It was David Cameron’s annual summer garden party for Westminster journalists. Amid the dry white wine and canapés, the Prime Minister stood regaling reporters about his latest extraordinary encounter with the Mayor of London.
Earlier that week, Cameron explained, the pair had sat facing each other in the Cabinet Room, with Johnson outlining his plans for London and requests for help. Then, as Cameron started responding, with help from a sheaf of briefing papers, Johnson leant across the table. “What’s all this? Let’s see!” he cried as he tried to snatch the documents from the PM’s grasp. Cameron held on to his precious notes, and for a few moments the two Conservative politicians wrestled and tugged for supremacy across the cabinet table, like a couple of immature schoolboys. Officials looked on in astonishment. It was hugely undignified, yet hugely symbolic.
David Cameron and Boris Johnson were once schoolboys together, of course, at Eton in the early 1980s. Johnson was a King’s scholar, known to everyone in college with his striking blond hair and a cleverly manufactured persona as an eccentric toff. Cameron, two years younger and weaker academically, was not widely known beyond his house. If either was going to become the 19th Prime Minister to come from Eton it would surely be Boris (although his name, too, was adopted for effect – family and long-standing friends called him Al, short for his first name, Alexander).
I first met Johnson not long after his Eton days, when I visited the Oxford Union for a debate in 1984. In my opening remarks I made the mistake of comparing him to a Dulux dog. Nobody laughed, at least not until Johnson shot back with a quick, witty response. I still bear the scars. He’d put me in my place. I’ve been careful with him ever since.
Cameron didn’t arrive at Oxford until a year later. The two Etonians were famously members of the boisterous upper-class dining club, the Bullingdon. They appear together in the famous photo that must have been republished a thousand times.
For a while about ten years ago the Oxford photographers Gillman and Soame tried to stop anyone publishing it by withdrawing their copyright permission.
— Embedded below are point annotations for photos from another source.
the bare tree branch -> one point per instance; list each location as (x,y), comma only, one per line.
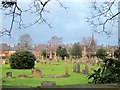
(36,7)
(102,15)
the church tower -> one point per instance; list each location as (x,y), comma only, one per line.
(92,44)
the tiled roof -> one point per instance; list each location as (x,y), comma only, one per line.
(40,47)
(4,47)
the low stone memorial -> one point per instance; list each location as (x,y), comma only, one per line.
(9,74)
(48,83)
(37,73)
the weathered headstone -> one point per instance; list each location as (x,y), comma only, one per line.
(66,71)
(23,76)
(83,70)
(9,74)
(37,73)
(6,61)
(78,68)
(74,67)
(60,76)
(86,69)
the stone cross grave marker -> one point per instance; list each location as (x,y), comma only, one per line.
(9,74)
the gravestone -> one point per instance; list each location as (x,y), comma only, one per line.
(60,76)
(83,70)
(37,73)
(9,74)
(6,61)
(74,67)
(86,69)
(66,72)
(23,76)
(78,68)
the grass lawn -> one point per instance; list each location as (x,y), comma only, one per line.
(47,69)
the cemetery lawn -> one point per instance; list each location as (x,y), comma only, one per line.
(47,69)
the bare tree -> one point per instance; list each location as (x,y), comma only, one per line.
(103,14)
(86,41)
(54,42)
(25,42)
(13,9)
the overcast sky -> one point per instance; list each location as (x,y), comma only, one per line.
(70,25)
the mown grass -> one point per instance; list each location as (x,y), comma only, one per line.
(47,69)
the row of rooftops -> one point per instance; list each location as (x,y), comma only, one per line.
(37,47)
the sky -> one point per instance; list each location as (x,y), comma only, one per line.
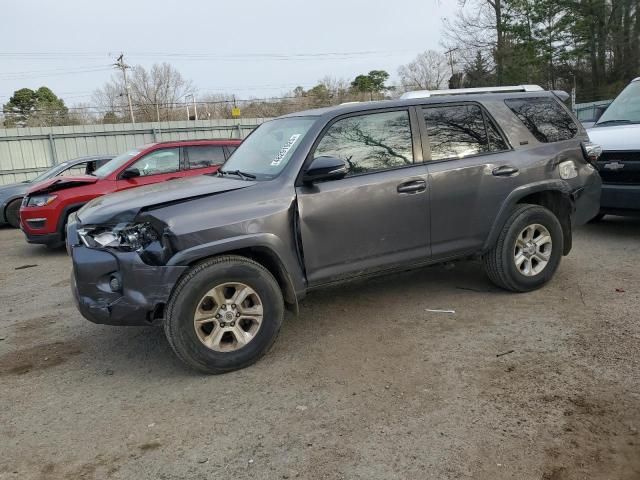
(251,48)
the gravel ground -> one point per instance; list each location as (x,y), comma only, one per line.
(364,384)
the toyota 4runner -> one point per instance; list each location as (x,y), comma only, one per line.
(324,196)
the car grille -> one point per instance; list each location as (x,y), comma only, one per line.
(620,167)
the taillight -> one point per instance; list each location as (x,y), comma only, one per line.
(591,152)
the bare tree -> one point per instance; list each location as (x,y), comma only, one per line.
(156,94)
(479,26)
(428,71)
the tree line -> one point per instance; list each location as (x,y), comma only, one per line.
(589,45)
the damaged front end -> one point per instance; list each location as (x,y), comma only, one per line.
(119,272)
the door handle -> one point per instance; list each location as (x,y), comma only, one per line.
(505,171)
(414,186)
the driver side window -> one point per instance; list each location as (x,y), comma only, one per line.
(370,142)
(166,160)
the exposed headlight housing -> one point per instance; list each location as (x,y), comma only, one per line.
(567,170)
(123,236)
(40,200)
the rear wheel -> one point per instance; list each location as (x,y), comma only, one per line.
(12,213)
(224,314)
(528,250)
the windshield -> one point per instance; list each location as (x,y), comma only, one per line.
(49,173)
(625,108)
(110,167)
(266,152)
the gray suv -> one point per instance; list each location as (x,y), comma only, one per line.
(324,196)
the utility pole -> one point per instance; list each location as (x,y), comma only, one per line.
(195,107)
(451,63)
(123,66)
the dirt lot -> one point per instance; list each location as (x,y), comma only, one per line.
(365,383)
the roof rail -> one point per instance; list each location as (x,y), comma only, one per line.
(464,91)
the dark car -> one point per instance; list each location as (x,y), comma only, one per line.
(325,196)
(11,195)
(618,132)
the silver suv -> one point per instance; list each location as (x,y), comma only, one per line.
(323,196)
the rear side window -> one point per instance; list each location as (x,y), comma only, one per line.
(205,156)
(458,131)
(545,118)
(369,143)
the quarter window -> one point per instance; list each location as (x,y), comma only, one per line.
(459,131)
(205,156)
(545,118)
(166,160)
(78,169)
(369,143)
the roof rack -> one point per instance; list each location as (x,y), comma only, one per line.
(464,91)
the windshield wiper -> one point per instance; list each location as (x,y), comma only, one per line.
(608,122)
(242,175)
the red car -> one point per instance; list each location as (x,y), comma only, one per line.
(47,205)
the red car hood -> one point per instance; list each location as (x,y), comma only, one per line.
(59,183)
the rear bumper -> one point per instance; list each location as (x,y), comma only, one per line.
(620,199)
(143,289)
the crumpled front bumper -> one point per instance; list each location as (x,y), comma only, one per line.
(143,289)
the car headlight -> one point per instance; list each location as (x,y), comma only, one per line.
(40,200)
(124,236)
(567,170)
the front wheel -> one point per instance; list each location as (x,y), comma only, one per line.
(224,314)
(528,250)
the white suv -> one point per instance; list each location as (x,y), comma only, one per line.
(618,132)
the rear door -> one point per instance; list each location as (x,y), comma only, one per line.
(376,217)
(472,170)
(159,165)
(201,159)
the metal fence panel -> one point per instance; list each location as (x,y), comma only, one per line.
(26,152)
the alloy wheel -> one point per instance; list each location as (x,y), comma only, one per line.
(532,250)
(228,317)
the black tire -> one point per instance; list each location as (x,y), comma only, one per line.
(12,213)
(192,287)
(500,263)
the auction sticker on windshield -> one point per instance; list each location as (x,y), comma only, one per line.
(285,149)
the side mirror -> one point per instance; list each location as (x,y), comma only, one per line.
(130,173)
(325,168)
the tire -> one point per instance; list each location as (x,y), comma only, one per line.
(597,218)
(514,245)
(196,293)
(12,213)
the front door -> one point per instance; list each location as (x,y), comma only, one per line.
(376,217)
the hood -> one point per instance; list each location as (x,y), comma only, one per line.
(60,183)
(124,206)
(13,190)
(616,137)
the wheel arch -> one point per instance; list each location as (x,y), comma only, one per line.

I was working on Newsnight at the time and came up with the wheeze of getting an Oxford artist called Rona to paint her “impression” of the photo, and then we filmed her doing so. We had a lot of fun with that picture; Rona sold her copyright far and wide, and even reproduced it on tea towels.
I looked hard for some political arm-twisting behind the Bullingdon photo ban. Johnson certainly wouldn’t have asked for it to be banned – as a journalist he’s relaxed about such things, whereas Cameron gets uptight at every mention of Eton or the Bullingdon. But it’s still unclear where the instruction came from.
Both men are from upper-middle-class families, but Cameron has stronger links to the British aristocracy. Johnson has spent his life pretending he’s rather more upper class than he really is, calculating, perhaps, that the British public love a toff, especially if he’s unthreatening, dishevelled and bumbling. Cameron, in contrast, tried to play down his privileged background. He hates any suggestion of being “posh”. He never forgave me when, during an interview during the 2005 leadership contest, I asked him, “Who’s your nearest male relative who didn’t go to Eton?” “Ah,” he said with a moment of hesitation and look of panic, “Well, there’s a cousin of mine. I think he went to Marlborough.” He was kicking himself afterwards. “I should have known you’d ask something like that.”
Both men entered the Commons together in 2001, for Oxfordshire seats where previous MPs – Douglas Hurd and Michael Heseltine – had been prominent pro- Europeans. But both had earned reputations as Eurosceptics – Cameron as an adviser to Norman Lamont on Black Wednesday and later to Michael Howard. Johnson achieved fame as Brussels correspondent of The Daily Telegraph with a stream of articles highly critical of the EU.
Johnson was among the first to back Cameron for Conservative leader in 2005, but once he was installed as Mayor of London three years later, the two men would become rivals for Tory affections. Every autumn at party conference Johnson would turn up, met at the station by a media scrum who’d been advised of the precise time of his train. Then for 24 hours all the talk was of how loyal or disloyal he’d been to Cameron in his two big speeches.
Some see Johnson’s declaration in favour of Brexit as another calculated move, albeit a huge gamble – one that almost matches Cameron’s big risk in holding the referendum in the first place. The friends and allies of 2005 are now seemingly adversaries to the death, as Cameron increasingly came to fear Johnson as the only man who could really destroy his leadership.
According to Ken Clarke (whom he backed for leader in 2001), Johnson coming out for Brexit may have been a deliberate ploy both to destabilise Cameron, and to reinforce his position as darling of the grassroots when the PM calls it a day. Some say that could be within weeks if Britain votes to leave. Clarke said last month with surprising candour that Cameron “wouldn’t last 30 seconds if he lost the referendum”. Johnson hasn’t enjoyed a great referendum so far. His comments about Barack Obama’s “part-Kenyan ancestry” were widely considered crass. But the ultimate prize may be within his grasp. He may never get a better chance than this. Could Alexander Boris de Pfeffel Johnson be PM by Christmas?